Berna Kavaklı – Ceza Hukukçusu Dr Günal Kurşun Röportaj

Türkiye’nin insan hakları konusundaki ihtiyacı olan tek problemi bekçilere insan hakları eğitiminin verilmesi mi?

Ceza Hukukçusu Dr Günal Kurşun ‘’Bir kere devletin bireylerin hak ve hürriyetlerini koruma mükellefiyetine vurgu yapılıyor ama bu mükellefiyetlerin yerine getirilmesi için hiçbir şeyin yapılmadığını görüyoruz...’’

Ak Parti’nin Hukuk Reformu Paketi’nin dördüncü ayağı olan İnsan Hakları’na Dair Eylem Planı’nın Taslağını, Ceza Hukukçusu Dr Günal Kurşun KHK TV’den Berna Kavaklı’ya değerlendirdi.

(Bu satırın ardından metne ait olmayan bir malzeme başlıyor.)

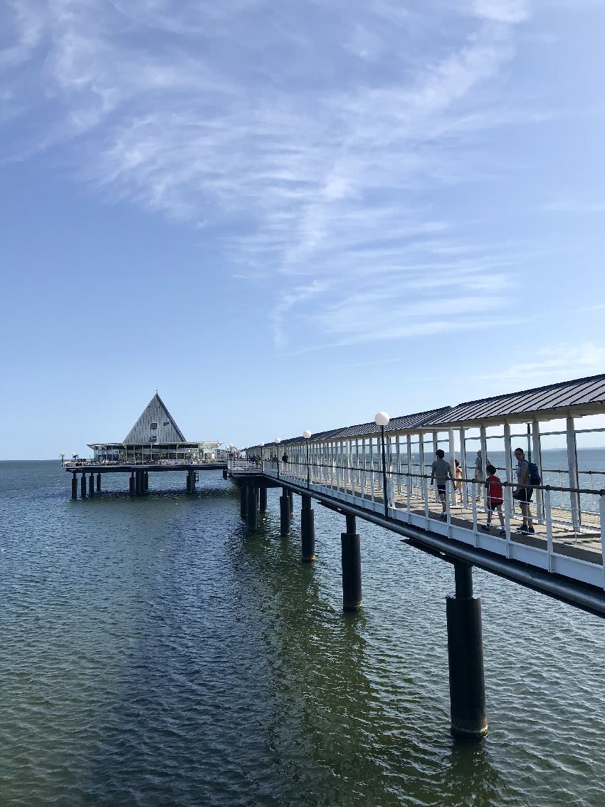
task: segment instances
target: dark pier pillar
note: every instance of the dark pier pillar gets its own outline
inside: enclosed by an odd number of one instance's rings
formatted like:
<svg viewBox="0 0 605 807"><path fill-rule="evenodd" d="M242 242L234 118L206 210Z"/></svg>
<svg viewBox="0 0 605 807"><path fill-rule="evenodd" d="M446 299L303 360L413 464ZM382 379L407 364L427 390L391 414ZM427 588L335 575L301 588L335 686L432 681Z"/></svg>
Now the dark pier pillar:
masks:
<svg viewBox="0 0 605 807"><path fill-rule="evenodd" d="M290 535L290 496L287 490L282 487L279 497L279 534L282 537Z"/></svg>
<svg viewBox="0 0 605 807"><path fill-rule="evenodd" d="M311 496L302 495L302 508L300 511L300 536L302 560L307 562L315 559L315 514L311 507Z"/></svg>
<svg viewBox="0 0 605 807"><path fill-rule="evenodd" d="M259 510L259 512L267 512L267 486L261 484L259 487L259 491L260 491L260 493L259 493L260 499L259 499L258 510Z"/></svg>
<svg viewBox="0 0 605 807"><path fill-rule="evenodd" d="M361 543L355 532L355 516L347 516L347 531L340 533L342 604L345 611L361 608Z"/></svg>
<svg viewBox="0 0 605 807"><path fill-rule="evenodd" d="M246 521L246 514L248 513L248 485L242 483L240 485L240 515L241 516L242 521Z"/></svg>
<svg viewBox="0 0 605 807"><path fill-rule="evenodd" d="M473 595L473 567L454 562L456 593L446 600L452 734L487 734L481 600Z"/></svg>
<svg viewBox="0 0 605 807"><path fill-rule="evenodd" d="M256 533L258 526L258 508L257 506L257 487L255 485L248 486L247 524L249 531Z"/></svg>

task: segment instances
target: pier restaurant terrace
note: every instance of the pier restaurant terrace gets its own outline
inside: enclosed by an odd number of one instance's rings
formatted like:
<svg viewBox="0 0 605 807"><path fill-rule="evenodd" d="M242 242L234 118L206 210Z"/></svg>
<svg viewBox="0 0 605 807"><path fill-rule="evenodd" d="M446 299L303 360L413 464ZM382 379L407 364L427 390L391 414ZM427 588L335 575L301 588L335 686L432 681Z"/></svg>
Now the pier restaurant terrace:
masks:
<svg viewBox="0 0 605 807"><path fill-rule="evenodd" d="M89 443L103 464L191 464L212 460L221 441L187 440L156 392L121 442Z"/></svg>

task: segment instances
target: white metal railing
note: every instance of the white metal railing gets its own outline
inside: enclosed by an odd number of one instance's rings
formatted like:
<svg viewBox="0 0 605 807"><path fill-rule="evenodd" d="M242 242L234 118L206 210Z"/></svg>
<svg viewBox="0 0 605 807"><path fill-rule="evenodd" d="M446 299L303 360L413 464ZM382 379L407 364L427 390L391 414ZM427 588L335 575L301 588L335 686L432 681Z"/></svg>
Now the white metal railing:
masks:
<svg viewBox="0 0 605 807"><path fill-rule="evenodd" d="M379 462L365 456L359 464L311 462L307 465L298 459L287 462L229 461L233 473L264 474L283 479L398 521L605 587L605 490L595 486L592 489L532 486L533 491L541 491L540 512L536 513L535 502L522 507L511 495L516 486L502 482L504 529L500 535L497 510L492 512L490 530L482 529L486 524L488 510L484 484L458 478L457 489L448 480L442 503L436 483L430 484L430 475L422 473L417 465L411 472L400 470L401 465L398 470L390 466L383 475ZM533 521L535 532L521 532L524 525L528 525L528 517Z"/></svg>

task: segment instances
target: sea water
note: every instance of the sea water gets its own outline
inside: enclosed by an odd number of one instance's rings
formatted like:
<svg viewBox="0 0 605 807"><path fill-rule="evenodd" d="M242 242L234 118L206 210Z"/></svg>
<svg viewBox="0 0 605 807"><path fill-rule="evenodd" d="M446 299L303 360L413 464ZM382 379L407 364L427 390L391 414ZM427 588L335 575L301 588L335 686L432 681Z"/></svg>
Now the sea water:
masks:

Görünen O Ki Adaletin Kilometrelerce Uzağındayız

Geçtiğimiz günlerde Adalet Bakanı Abdülhamit Gül’ün Ak Parti MYK’sına sunumunu gerçekleştirdiği Reform Paketi’nin İnsan Hakları Eylem Planı Taslağını değerlendiren Dr Günal Kurşun ‘’Bizim de hasretle beklediğimiz bir paketti. Dilerim insanlar için gerçekten fayda sağlayacak, hakikaten reform oluşturacak eylem ya da işlemler yapılır. Ancak bunun kilometrelerce uzağında olduğunu görüyorum. İçeriğine baktığımız zaman aslında dostlar alışverişte görsün yaklaşımında olduğu görülüyor. Bir kere devletin bireylerin hak ve hürriyetlerini koruma mükellefiyetine vurgu yapılıyor ama bu mükellefiyetlerin yerine getirilmesi için hiçbir şeyin yapılmadığını görüyoruz’’ dedi. Bekçilere insan hakları eğitiminin dev reform olarak sunulduğunu ekleyen Hukukçu Kurşun ‘’Sanki Türkiye’nin insan hakları konusundaki ihtiyacı olan tek problemi bekçilere insan hakları eğitiminin verilmesiymiş de bunu gidermeye yönelik bir eylemde bulunulacakmış gibi prezente edilmiş’’ ifadelerini kullandı.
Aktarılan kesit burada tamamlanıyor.